Il turista odierno, ciò nondimeno, percorrerà gli stessi itinerari consigliati, e farà il giro degli stessi luoghi storici dei visitatori del XIX e del XX secolo. Le cose «da vedere assolutamente» indicate dalle guide turistiche sono in linea generale le stesse di quelle raccomandate a suo tempo dalla Dumen jilue o dalla Cook's Guide di Juliet Bredon: Città Proibita, Tempo del Cielo, Grande Muraglia, Tombe dei Ming. Per far compere è, invece, fondamentale una puntata al Liulichang. Disponendo di un po' di tempo in più, si potranno visitare il Palazzo d'Estate (Yiheyuan), il Tempio dei Lama, i laghi Bei e Hou (Settentrionale e Nero), e fare acquisti nei negozi del centro commerciale Wangfujing. I governanti succedutisi dopo la caduta dei Qing hanno in genere riconosciuto l'importanza dei principali luoghi storici di Pechino. Per la sua identità ma anche quale attrattiva turistica. Come abbiamo visto, Yuan Shikai, primo presidente della repubblica, si riservò, in pratica, la Città Proibita; dagli anni Venti, tuttavia, alcuni palazzi furono aperti al pubblico.
Nel periodo repubblicano e in quello comunista, la maggior parte delle dimore principesche è stata destinata a usi ministeriali, mentre numerose sedi di associazioni regionali (huiguan) e templi sono stati trasformati in scuole o uffici pubblici; quando non lasciati andare in rovina. Durante la Rivoluzione culturale, molti luoghi storici sono stati danneggiati dalle Guardie rosse e i resti dispersi. Con il boom economico degli anni Novanta, tuttavia, autorità e amministrazioni locali si sono sempre più fatte carico degli edifici antichi restaurandoli allo scopo di incrementare il turismo.
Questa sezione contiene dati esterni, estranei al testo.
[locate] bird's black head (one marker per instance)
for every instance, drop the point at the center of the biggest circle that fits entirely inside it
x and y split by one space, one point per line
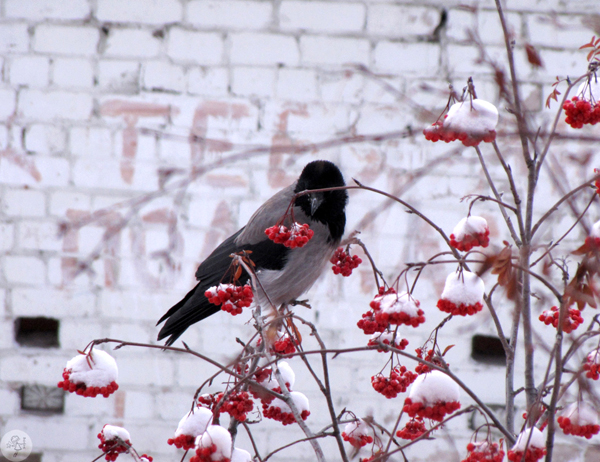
326 207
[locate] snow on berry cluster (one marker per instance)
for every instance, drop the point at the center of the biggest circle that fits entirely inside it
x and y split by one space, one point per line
343 263
432 396
398 381
387 338
484 451
90 375
280 411
412 430
193 424
470 232
584 108
534 451
295 237
113 441
471 122
579 419
592 365
232 298
391 308
463 294
214 445
571 321
357 433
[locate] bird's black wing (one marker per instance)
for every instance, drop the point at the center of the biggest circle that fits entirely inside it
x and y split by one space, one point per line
195 306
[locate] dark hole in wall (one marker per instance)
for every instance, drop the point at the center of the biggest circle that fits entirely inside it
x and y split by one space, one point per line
37 332
487 349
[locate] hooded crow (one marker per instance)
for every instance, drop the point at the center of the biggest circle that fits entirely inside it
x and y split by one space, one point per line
284 273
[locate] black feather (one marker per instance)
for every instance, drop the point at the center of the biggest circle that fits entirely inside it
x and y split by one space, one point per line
265 254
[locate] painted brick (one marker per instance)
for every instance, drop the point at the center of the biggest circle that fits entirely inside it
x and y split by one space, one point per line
253 81
297 84
119 76
134 305
208 81
560 31
52 302
401 21
47 9
39 235
230 14
139 405
263 49
322 16
50 431
24 202
7 103
72 73
334 51
31 71
14 38
61 201
132 43
160 75
71 40
136 370
401 57
91 142
31 369
54 171
7 236
36 104
24 270
44 139
195 47
139 11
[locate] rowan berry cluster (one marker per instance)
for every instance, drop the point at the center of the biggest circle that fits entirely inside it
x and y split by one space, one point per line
573 428
571 322
531 455
343 263
295 237
435 411
398 382
82 390
580 112
112 445
232 298
412 430
484 452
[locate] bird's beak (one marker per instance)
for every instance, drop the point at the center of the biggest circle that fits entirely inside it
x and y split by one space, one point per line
315 201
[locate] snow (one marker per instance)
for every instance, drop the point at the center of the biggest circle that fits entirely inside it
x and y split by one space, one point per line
594 357
239 455
469 226
300 400
476 117
357 428
581 414
584 92
194 423
433 387
220 437
537 440
103 371
595 230
467 289
397 303
287 373
111 432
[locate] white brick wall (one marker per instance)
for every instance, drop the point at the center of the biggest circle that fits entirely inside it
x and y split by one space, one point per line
98 99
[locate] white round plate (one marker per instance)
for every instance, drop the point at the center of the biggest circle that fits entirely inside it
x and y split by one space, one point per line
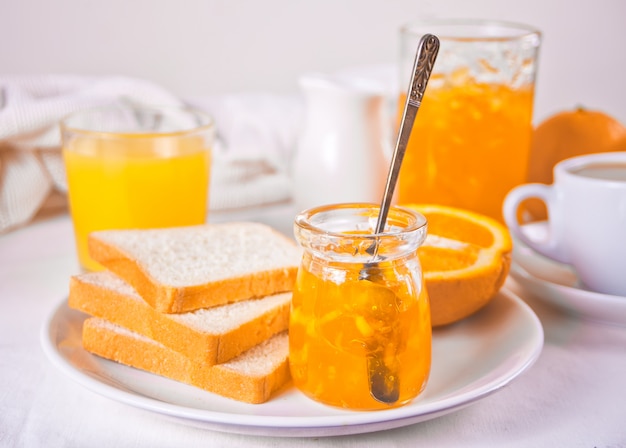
471 360
558 284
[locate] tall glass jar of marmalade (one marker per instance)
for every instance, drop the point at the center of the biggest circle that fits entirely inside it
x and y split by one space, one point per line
360 333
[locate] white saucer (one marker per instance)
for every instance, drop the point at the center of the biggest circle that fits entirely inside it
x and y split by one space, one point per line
471 360
558 284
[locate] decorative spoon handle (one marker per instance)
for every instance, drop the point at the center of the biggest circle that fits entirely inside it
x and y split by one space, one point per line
427 50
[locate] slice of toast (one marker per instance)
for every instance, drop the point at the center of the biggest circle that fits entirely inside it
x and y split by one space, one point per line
251 377
207 336
187 268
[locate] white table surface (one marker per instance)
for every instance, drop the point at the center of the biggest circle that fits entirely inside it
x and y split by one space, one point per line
573 396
Tradizione e modernità nella città olimpica
Con l'approssimarsi delle Olimpiadi, autorità centrali e locali si sono unitamente impegnate nell'opera di abbellimento dei siti più importanti. Nel 2006, il Tempio del Cielo, la Sala della Suprema Armonia (Taihedian), i padiglioni sulle pendici della Collina Panoramica (Jingshan), il lago Settentrionale (Beihai) e altri monumenti sono stati avvolti dalle impalcature per essere riparati e ridipinti. I vecchi musei sono stati modernizzati e nuovi musei sono stati creati per conservare le antichità. Più abitazioni di famosi personaggi del passato sono state restaurate per renderle accessibili al pubblico; così, oltre alle dimore del principe Gong e di Song Qingling (vedova di Sun Yat-sen e figura eminente del Partito comunista), si possono visitare quelle di scrittori e intellettuali celebri, come Lu Xun e Guo Moruo, o di star dell'opera come Mei Lanfang. Per ironia della storia, questo programma accelerato di conservazione del passato ha coinciso con il periodo di massima distruzione della città vecchia.

In un millennio di grandi cambiamenti, Pechino ha continuato ad attirare, per la sua importanza politica e per la sua centralità, migranti e visitatori dall'intero Paese e dall'estero. Repressione e controllo sono stati a loro volta una costante, sicché si può affermare che la città ha mantenuto nello stesso tempo un atteggiamento di apertura e di chiusura. All'inizio del XXI secolo, l'attrattiva di Pechino sembra, tuttavia, più grande che mai.